Tuesday, October 31, 2017

Putin has Acknowledged Not Stalin’s Crimes But Only Their ‘Excesses,’ Pavlova Says



Paul Goble

            Staunton, October 31 -- Many have been taken in by Vladimir Putin’s participation in the dedication of the Wall of Grief in Moscow this week, Irina Pavlova says; but everyone should recognize that the Kremlin leader’s action is “not a sign of the recognition of the crimes” of Stalin’s time but rather of “the excesses” in repressions under the Soviet dictator.

            “Today,” the US-based Russian historian says, “mass repressions of the Stalinist type aren’t needed and therefore excesses [of those kinds] can and must be recognized and condemned …. Today Russian society even without mass repressions is loyal to the supreme power” (ivpavlova.blogspot.com/2017/10/blog-post_30.html).

            To be sure, Pavlova continues, Russians remain closely monitored by various force structures who find it sufficient to repress “the so-called extremists and terrorists from time to time in order to maintain the necessary tone in society.”  These structures are willing to allow for some fifth column activity to call to popular attention “the idea of its existence.”

            It isn’t necessary to repress even that group all the time because Putin’s regime is “advanced Stalinism of the information era, a Stalinism which is not afraid of freedom of speech because it has completely mastered various methods of devaluing” the importance of such speech and other forms of communication.

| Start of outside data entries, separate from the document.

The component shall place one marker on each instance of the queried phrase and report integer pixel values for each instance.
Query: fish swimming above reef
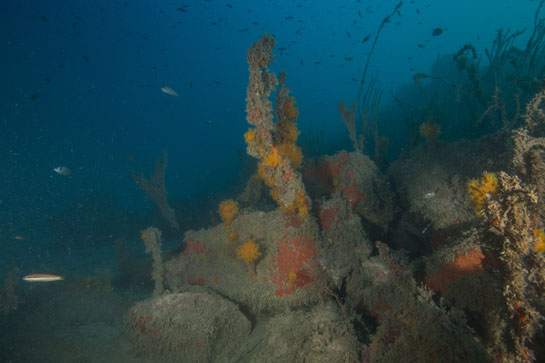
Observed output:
(42, 278)
(62, 170)
(169, 91)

            Advanced Stalinism is even prepared to have electoral “opponents” like Kseniya Sobchak because its masters know they can control her or make her words irrelevant. After all, the same people who dedicated the Wall of Sorrow this week plan to mark the centenary of the Cheka on December 20.

            Pavlova writes that she has always been against monuments like the one dedicated in Moscow this week because it is not a symbol of a liberation from the past but rather “a symbol of a new version of the pro-Stalinist conception of Soviet history, a symbol of a new edition of Stalinism.”

            “It is extremely indicative,” she continues, “that Russians contributed only 45 million plus rubles for this memorial. The main sum, 300 million, was provided by the Moscow government. I see in this,” Pavlova says, “not indifference as many think but the fact that the simple Russian people” understand what is going on better than the intelligentsia does.

            At the end of the 1980s and the beginning of the 1990s, there was a brief period when the situation was different, when people began to understand. “This was the moment when Memorial could have become not an ordinary NGO but a real social-political movement” that “could have grown into a real opposition to the powers that be.”

            This week, however, Memorial, long ago denounced by the regime as a foreign agent, took part in the dedication of the memorial “together with representatives of the Kremlin,” a measure of how far wrong things have gone and how little Russians and others understand what is going on.